Bürgerbeteiligung

Seit vielen Jahren wird im Bezirk Lichtenberg die Bürgerbeteiligung als besondere Errungenschaft gefeiert. Bei genauem Hinsehen entpuppt sie sich aber als Folklore und Lippenbekenntnis. Wenn es darauf ankommt, wenn sich ein Bürgerbegehren gegen das Handeln des Bezirksamtes formiert, wird mit allen Tricks gegen die Bürger gearbeitet. Der für echte Bürgerbeteiligung notwendige Mentalitätswechsel in der Bezirksverwaltung hat noch nicht begonnen. Die Bürger müssen als kompetenter Ratgeber und relevanter Betroffener ernst genommen und zu Rate gezogen werden. Um die Meinung betroffener Bürger muss aktiv geworben werden – nicht nur zur Bestätigung und Rechtfertigung der eigenen Überzeugungen, sondern vor allem für den Diskurs mit anderen Meinungen mit der Offenheit und Beweglichkeit, vom ursprünglichen Kurs abweichen zu können und zu wollen.

Bereits Eckpunkte von Planungen müssen in Ämtern und online veröffentlicht werden und um Kommentare geworben werden.
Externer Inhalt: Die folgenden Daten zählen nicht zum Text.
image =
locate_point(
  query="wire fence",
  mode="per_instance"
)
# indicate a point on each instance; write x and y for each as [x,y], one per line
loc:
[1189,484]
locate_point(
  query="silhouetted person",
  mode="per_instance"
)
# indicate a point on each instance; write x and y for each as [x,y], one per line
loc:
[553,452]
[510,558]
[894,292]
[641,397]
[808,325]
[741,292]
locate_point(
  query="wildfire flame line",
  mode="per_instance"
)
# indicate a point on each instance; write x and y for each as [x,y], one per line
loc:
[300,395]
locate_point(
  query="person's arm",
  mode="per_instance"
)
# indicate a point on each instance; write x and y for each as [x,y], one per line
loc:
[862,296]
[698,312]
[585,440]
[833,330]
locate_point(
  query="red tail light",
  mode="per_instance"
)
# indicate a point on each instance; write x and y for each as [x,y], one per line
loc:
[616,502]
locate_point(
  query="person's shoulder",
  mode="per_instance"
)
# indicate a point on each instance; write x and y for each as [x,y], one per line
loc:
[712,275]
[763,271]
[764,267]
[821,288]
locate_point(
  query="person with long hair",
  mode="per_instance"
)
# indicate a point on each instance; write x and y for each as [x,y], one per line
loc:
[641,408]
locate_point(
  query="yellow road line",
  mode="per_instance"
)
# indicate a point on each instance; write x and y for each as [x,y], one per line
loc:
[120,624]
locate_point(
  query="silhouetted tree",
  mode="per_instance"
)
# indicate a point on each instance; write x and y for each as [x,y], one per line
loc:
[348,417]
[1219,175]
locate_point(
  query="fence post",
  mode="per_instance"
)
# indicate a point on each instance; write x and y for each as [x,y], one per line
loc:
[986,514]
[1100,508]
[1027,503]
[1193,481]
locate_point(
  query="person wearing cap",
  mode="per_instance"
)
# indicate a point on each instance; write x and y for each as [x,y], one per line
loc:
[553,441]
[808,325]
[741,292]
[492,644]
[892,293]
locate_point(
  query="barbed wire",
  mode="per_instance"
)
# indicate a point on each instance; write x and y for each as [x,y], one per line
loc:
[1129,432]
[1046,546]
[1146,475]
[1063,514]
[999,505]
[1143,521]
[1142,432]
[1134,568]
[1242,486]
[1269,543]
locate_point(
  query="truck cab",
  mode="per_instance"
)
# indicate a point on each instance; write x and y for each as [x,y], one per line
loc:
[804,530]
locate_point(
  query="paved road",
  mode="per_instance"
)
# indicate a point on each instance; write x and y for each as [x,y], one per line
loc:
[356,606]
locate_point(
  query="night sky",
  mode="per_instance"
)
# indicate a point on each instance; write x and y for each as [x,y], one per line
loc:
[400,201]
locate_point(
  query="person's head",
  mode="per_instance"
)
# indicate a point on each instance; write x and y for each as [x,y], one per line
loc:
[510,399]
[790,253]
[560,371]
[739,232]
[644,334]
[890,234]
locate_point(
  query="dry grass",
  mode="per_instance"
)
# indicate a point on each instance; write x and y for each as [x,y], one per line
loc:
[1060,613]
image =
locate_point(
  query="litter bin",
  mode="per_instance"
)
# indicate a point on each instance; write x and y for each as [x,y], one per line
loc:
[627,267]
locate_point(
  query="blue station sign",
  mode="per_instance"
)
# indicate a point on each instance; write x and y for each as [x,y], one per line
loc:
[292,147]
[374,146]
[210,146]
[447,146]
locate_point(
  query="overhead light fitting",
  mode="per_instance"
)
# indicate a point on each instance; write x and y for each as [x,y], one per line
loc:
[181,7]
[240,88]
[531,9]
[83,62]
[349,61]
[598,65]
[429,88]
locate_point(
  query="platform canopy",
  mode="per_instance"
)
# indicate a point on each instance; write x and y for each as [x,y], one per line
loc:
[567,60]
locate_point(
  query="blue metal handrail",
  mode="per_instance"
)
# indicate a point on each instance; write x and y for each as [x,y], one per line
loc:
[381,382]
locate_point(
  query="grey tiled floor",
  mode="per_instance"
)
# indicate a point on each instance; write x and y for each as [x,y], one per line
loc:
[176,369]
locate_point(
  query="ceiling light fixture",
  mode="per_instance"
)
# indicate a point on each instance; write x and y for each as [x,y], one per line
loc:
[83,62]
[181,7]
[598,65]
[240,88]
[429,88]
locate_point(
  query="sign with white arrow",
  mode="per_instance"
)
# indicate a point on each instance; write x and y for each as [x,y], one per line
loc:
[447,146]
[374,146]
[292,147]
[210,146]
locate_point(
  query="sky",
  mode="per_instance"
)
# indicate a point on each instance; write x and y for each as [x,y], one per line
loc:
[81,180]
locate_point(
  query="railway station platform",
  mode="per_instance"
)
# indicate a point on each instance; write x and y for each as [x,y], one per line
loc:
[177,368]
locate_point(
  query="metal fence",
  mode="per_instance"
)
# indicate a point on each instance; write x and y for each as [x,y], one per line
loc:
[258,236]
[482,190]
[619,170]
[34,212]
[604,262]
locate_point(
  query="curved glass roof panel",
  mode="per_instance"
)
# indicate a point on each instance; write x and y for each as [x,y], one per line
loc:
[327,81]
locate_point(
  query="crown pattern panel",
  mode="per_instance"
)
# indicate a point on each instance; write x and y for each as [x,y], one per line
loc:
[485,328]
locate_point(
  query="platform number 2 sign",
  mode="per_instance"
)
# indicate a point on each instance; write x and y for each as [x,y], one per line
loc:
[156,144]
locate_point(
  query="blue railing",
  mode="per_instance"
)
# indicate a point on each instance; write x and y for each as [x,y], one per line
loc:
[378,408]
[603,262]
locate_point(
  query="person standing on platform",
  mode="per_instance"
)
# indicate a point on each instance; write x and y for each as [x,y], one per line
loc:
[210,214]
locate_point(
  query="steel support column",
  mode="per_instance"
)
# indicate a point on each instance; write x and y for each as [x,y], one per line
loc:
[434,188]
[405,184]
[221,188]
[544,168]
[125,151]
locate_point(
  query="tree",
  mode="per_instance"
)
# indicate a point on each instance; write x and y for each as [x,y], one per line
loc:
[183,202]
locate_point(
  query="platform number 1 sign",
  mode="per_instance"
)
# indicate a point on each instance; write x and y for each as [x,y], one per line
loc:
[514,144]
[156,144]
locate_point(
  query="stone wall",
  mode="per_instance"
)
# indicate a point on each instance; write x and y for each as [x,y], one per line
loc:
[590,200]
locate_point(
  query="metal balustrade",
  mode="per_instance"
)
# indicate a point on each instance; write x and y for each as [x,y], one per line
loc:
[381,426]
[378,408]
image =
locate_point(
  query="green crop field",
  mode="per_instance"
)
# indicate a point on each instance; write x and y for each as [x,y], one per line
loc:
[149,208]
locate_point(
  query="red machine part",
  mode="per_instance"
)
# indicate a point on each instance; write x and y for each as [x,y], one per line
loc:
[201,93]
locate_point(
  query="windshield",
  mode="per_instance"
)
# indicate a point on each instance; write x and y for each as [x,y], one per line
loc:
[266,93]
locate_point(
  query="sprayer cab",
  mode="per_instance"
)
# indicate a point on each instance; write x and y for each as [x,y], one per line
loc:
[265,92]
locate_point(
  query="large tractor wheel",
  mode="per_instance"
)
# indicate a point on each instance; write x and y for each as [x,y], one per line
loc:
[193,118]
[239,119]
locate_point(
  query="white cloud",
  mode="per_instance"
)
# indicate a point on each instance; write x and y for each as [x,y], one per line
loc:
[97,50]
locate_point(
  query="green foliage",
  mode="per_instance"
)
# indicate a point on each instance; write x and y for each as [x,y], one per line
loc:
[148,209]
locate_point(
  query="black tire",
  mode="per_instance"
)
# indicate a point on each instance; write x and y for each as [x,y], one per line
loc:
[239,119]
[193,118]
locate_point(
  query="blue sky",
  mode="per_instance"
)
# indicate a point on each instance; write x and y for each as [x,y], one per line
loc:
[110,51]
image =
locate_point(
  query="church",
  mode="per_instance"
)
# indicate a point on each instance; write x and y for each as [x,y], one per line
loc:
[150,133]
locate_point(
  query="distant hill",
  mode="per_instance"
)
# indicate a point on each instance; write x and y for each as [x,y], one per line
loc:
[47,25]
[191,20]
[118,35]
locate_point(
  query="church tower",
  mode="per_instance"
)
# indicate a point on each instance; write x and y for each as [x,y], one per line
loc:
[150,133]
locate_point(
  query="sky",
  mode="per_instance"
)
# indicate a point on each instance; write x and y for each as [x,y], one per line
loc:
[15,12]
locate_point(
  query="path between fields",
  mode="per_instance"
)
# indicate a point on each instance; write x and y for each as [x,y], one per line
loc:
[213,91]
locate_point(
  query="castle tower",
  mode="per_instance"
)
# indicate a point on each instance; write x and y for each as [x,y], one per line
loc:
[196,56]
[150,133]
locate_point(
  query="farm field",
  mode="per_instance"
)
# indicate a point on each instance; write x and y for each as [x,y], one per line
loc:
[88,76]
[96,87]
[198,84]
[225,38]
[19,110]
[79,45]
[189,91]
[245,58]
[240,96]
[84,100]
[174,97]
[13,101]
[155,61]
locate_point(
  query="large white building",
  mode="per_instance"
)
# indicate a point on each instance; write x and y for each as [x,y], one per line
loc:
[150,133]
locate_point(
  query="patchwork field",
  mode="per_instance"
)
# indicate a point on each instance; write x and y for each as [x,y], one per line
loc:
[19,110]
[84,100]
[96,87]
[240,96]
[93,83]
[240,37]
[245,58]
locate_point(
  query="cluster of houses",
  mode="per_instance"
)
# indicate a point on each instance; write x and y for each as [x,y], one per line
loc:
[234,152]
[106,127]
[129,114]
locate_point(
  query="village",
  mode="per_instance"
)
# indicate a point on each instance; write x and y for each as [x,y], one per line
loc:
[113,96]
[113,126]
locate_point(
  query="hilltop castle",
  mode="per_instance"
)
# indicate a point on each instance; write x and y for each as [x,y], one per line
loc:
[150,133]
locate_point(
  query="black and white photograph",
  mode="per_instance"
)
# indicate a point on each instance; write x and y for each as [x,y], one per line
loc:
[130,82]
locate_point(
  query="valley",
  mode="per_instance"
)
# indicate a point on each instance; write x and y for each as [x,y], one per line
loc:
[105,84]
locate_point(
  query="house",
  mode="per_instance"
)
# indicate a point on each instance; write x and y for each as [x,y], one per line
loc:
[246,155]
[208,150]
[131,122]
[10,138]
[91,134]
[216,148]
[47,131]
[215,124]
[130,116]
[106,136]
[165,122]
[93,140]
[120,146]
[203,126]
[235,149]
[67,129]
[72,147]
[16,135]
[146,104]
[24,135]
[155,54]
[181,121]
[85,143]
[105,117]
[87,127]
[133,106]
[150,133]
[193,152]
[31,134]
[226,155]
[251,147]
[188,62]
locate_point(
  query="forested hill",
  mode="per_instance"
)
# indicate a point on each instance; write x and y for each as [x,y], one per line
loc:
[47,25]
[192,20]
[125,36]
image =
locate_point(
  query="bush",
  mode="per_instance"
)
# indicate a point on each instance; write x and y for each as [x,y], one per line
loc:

Bürgerbeteiligung muss als hilfreicher Beitrag zur Verwaltungsarbeit aufgefasst und behandelt werden. Über den Umgang mit den Vorschlägen muss Rechenschaft abgelegt werden. Als Beispiele seien die Planungen von Schulen, Kultur, Spielplätzen und Verkehr genannt.

Es ist nicht sinnvoll, einen regelmäßig unterversorgten Bezirkshaushaltsentwurf allein aus der Perspektive der Ausgaben mit den Bürgern zu diskutieren. Der Bürgerhaushalt ist als Instrument nur dann sinnvoll, wenn auch die Seite der Einnahmen betrachtet werden kann. Dafür muss ein Bürgerhaushalt für das gesamte Land Berlin eingeführt werden.